German Chancellor Friedrich Merz (CDU) has issued a forceful warning about the potential electoral success of the Alternative für Deutschland (AfD) in the upcoming state elections scheduled for September in Saxony-Anhalt and Mecklenburg-Vorpommern. Speaking on Saturday at the CDU state party conference in Linstow, Mecklenburg-Vorpommern, Merz framed the elections as a pivotal moment for the country's political direction.
"This is fundamentally a test of which direction the Federal Republic of Germany should move in," Merz told delegates. He argued that the AfD was challenging the very foundations that had made Germany what it is today.
Merz invoked the words of Green politician Joschka Fischer to underline the severity of the AfD's ambitions. Fischer had previously said that the AfD wants to take Germany back to the era before Konrad Adenauer, a period Merz defined plainly as the time of National Socialism, with all its most extreme abuses. Merz stressed that Germany had left that chapter behind under Adenauer's leadership and made clear there was no going back.
"We never want to return there," the Chancellor declared, "and that is why we will not hand our country over to extremists."
Merz also pushed back against what he described as a culture of pessimism within Germany. He urged citizens and party members alike to resist so-called "apocalyptic fantasies" and to project greater confidence in the country's future. "Let us be a little more optimistic about Germany," he said, stressing the importance of countering narratives that talk the country down rather than build it up.
Turning to the economic outlook for the eastern states, Merz pointed to what he described as encouraging signs on the ground. He said he had been personally struck by the upbeat mood among entrepreneurs at a recent East German economic forum. The positive sentiment, he noted, extended well beyond agriculture and tourism — the sectors most traditionally associated with the eastern German economy.
Merz was unambiguous about what failure in September would mean. "If we are not good enough, there will be a big bang in September," he warned, using blunt language to signal the potential consequences of a strong AfD result.
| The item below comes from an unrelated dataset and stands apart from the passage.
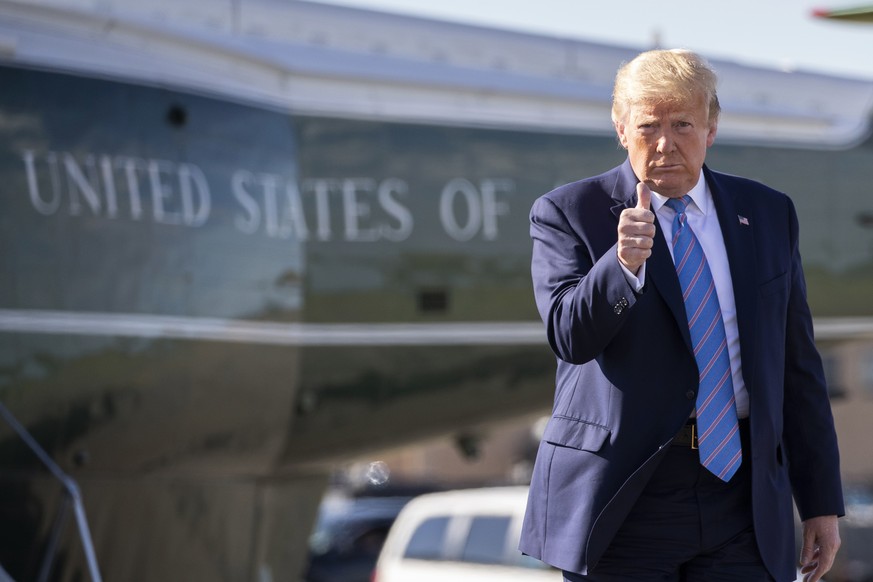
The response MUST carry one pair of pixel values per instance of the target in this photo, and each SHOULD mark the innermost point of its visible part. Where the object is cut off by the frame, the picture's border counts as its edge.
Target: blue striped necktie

He made clear the stakes went beyond the fate of any single government. "What is at issue now is whether we, from the political centre of this country, have the strength to tackle and solve the political problems at hand," he said.
Merz did not reserve his criticism exclusively for the far right. He also drew a firm line against the Left Party, the successor to the Socialist Unity Party (SED) that governed East Germany for four decades. The political centre, he argued, faces pressure from both extremes of the political spectrum.
The Left Party, he said, oppressed people in this country for forty years and is today acting as though it were a reliable partner, a claim Merz flatly rejected. His remarks made clear that for the CDU, defending the centre means resisting threats from both ends of the political spectrum equally.